櫻達の寝泊まりはいつものようにテントと荷車を利用するという事で、シトレインには普段通りの生活をして欲しいと伝えた。以前の経験から人に瘴気が入ってもそれと気付かない場合がある事を考慮し、少々の観察が必要だと踏んだのだ。
その夜、小さな家の脇にテントを張るとそこには入らずに、四人はテントを挟んだ位置に停めた荷車の中で顔を突き合わせていた。
「それで?お嬢が何を考えてるのかは大体察しが付くが、どの程度居るつもりなんだい?」
家の中に声が届かないようにヒソヒソと話す。
「う~ん、そこを具体的には考えてなかったんだが…精々3~4日程も観察すれば危険かどうかは判断が付くだろう。折角だし、たまにはのんびりしてみようじゃないか。」
「う~…ボクはサクラ様と一緒のベッドで寝たいから早く町に行きたいなぁ。」
「私も、この僅かしかない他者の気配には身体の疼きが半端に訪れてしまいます。」
「ハハッ、お嬢、後で大サービスしてやらないとな。」
「…解ったよ。二人とも後でご褒美をあげるから、今は我慢しておくれ。」
アスティアは兎も角、命の言葉は半ば冗談のようなものと解っていたが、このような事を言えるようになった事が喜ばしいと櫻も呆れながら微笑みが浮かぶのだった。
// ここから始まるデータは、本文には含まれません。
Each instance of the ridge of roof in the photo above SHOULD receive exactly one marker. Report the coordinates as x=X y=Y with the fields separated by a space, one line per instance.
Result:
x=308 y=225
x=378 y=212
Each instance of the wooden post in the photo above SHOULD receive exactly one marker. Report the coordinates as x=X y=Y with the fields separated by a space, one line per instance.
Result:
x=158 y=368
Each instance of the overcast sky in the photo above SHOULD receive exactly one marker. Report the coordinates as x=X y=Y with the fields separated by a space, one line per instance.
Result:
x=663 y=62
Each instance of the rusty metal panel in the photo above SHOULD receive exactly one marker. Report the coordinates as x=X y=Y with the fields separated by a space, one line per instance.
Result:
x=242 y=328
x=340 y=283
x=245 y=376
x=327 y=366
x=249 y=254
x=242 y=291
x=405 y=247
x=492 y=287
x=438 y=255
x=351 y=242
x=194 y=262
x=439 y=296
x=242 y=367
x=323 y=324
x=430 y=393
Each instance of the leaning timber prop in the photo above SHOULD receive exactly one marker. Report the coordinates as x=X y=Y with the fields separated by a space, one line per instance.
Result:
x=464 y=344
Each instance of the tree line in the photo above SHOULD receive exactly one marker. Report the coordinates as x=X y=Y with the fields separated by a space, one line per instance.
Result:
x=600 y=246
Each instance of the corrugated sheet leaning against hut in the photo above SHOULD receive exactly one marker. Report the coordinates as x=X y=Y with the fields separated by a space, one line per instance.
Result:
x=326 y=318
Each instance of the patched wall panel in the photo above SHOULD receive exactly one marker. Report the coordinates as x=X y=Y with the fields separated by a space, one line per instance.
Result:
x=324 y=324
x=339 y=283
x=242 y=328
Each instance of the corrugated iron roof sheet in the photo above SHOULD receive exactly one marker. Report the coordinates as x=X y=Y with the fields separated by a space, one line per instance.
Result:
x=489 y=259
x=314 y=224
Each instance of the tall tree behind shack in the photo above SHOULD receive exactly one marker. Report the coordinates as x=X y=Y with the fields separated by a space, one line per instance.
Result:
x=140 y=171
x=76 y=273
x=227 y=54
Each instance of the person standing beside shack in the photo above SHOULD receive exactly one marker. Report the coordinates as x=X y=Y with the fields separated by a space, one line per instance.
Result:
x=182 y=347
夕食は日持ちのする乾物は温存する事としてカタリナと命で林の中へ入り、獲物と葉物を採って来て調理する事となった。既に視界の利かない程の暗がりではあったものの、カタリナの狩りの嗅覚はなかなかの物でリトを2匹捕らえる事に成功。命も食べられる野草を3種程も摘んで来た。
そうしてテントの傍で火を起こし調理を始める。皮を剥いだリトを捌いて内臓はカタリナが摘まみ食いをし、空になった腹の中に命が採って来た葉物を詰めて串を打ち炙り焼きにする。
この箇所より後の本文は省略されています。